The Ha-137V-1 was damaged in October when ammunition exploded in the starboard side of the wing center section during armament trials. The Ha-137V-3 participated in dive-bombing trials at the Rechlin test center in June 1936, but during that same month Ernst Udet replaced Richthofen as chief of the development section of the RLM’s Technischen Amt (which replaced the C-Amt). Although Udet was an ardent supporter of the dive bomber, he attached little importance to Schlachtflugzeug and promptly informed Vogt that no production contract would be awarded for the Ha-137. When World War II began on September 1, 1939, the close-support task was primarily relegated to the Ju-87’s obsolescent biplane predecessor, the Henschel Hs-123.
Meanwhile, Vogt’s design team learned that an aircraft carrier project was included in the 1936 budget, and work began on Project 11, a naval version of the Ha-137A, as well as a floatplane known as Project 11a. The Ha-137’s single-seat configuration and limited tactical radius, however, precluded any serious interest by the German navy.
Despite the succession of setbacks its design had suffered, the Hamburger Flugzeugbau produced three additional Ha-137 prototypes, powered by 610-hp Junkers Jumo 210Aa engines and using three-bladed, adjustable-pitch metal propellers. Those were the Ha-137V-4 (D-IFOE), the V-5 (D-IUXU) and the V-6 (D-IDTE).
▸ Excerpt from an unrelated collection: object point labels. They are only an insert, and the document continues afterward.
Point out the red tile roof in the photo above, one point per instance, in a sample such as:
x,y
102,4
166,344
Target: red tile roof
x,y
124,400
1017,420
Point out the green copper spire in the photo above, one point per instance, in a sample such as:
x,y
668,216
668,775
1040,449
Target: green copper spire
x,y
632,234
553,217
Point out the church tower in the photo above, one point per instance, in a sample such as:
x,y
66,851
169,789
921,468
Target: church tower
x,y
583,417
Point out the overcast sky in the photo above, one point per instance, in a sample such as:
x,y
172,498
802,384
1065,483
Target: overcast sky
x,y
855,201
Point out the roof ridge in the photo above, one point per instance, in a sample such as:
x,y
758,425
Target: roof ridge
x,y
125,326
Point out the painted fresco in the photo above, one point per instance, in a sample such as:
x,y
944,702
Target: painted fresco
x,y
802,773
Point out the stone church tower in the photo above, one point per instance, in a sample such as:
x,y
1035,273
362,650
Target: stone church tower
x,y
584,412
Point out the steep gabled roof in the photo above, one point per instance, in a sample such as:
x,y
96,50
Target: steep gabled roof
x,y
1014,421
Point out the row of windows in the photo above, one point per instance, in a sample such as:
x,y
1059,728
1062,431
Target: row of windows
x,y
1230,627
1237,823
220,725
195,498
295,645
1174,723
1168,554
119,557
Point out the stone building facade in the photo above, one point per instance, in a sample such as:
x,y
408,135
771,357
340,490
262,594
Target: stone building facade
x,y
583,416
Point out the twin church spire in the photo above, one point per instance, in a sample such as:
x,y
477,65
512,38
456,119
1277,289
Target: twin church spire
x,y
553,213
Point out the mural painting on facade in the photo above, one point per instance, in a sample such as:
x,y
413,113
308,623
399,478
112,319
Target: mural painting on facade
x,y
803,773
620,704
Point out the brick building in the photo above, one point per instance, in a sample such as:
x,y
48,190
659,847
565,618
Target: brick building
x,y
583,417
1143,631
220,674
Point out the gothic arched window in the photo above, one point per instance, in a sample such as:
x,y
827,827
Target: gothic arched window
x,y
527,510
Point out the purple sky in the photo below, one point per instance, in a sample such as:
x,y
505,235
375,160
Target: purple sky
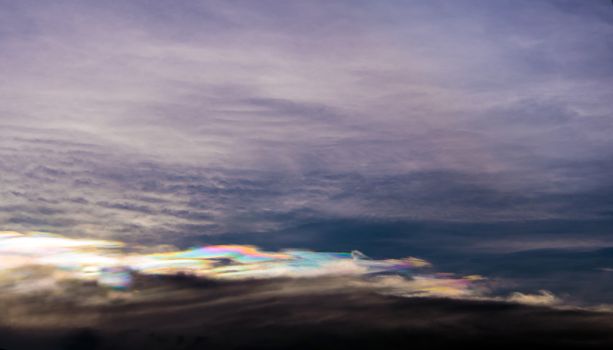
x,y
166,121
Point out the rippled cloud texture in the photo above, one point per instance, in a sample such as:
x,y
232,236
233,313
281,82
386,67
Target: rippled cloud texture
x,y
475,134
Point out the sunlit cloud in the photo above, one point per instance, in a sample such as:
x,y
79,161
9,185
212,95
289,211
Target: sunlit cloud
x,y
113,264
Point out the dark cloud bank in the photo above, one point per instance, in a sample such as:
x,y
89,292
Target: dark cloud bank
x,y
182,313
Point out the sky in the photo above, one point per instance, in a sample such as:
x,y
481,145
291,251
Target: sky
x,y
474,134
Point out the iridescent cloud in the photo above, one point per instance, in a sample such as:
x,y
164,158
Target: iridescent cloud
x,y
112,264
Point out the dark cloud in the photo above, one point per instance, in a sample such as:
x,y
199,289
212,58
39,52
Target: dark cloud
x,y
181,313
446,129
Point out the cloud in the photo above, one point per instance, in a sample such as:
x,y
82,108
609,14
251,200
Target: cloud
x,y
180,312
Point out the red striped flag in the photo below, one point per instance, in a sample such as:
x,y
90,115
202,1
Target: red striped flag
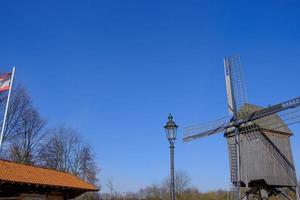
x,y
5,82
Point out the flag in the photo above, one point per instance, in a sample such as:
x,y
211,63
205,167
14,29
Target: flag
x,y
5,82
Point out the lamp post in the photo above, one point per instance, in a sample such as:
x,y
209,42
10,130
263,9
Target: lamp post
x,y
171,132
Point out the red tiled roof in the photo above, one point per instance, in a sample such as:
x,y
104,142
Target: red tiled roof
x,y
20,173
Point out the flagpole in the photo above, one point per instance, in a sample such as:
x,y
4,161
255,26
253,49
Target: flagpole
x,y
7,104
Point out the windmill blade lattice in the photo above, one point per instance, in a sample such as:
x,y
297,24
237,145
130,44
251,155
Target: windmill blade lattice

The Ha-137V-4 had a wing-span of 36 feet 7 inches, a wing area of 252.952 square feet, a length of 31 feet 3⁄4 inch and a height of 9 feet 21⁄4 inches. Its maximum speed was 205 mph at 6,560 feet. Cruising speed was 180 mph, and range was 360 miles. The rate of climb without an external load was four minutes to 6,560 feet and nine minutes to 13,120 feet. The aircraft’s service ceiling was 22,965 feet. In addition to machine guns or cannons, the Ha-137V-4 was designed to carry four 110-pound SC50 bombs on under-wing racks.
The Ha-137V-6 was actually completed before the V-5, but it crashed in July 1937 and was destroyed. The Ha-137V-5 was delivered on October 26, 1937. The two surviving Jumo-engine prototypes subsequently served in various experimental trials. One of the prototypes performed some of the first firing tests with the Rheinmetall-Borsig 65mm Rauchzylinder RZ65 rocket missiles.
Although his Ha-137 seems to have been doomed from the start to one disappointment after another, the aviation world had not seen the last of Dr. Richard Vogt. In the summer of 1937, he unveiled the prototype of the Ha-138, a twin-boom flying boat that later entered service as the Bv-138 Fliegende Holzschuh (“Flying Clog”)—the only Blohm & Voss product to achieve any measure of mass production. Several of Vogt’s other designs, though less successful, would nevertheless gain him a niche in aviation history for sheer originality, ranging from the tiny Bv-40 glider fighter, to the giant Bv-238 flying boat (its maximum loaded weight, at 220,460 pounds, made it the heaviest aircraft in the world in 1945). In between were such bizarre concepts as the asymmetrical Bv-141 reconnaissance plane.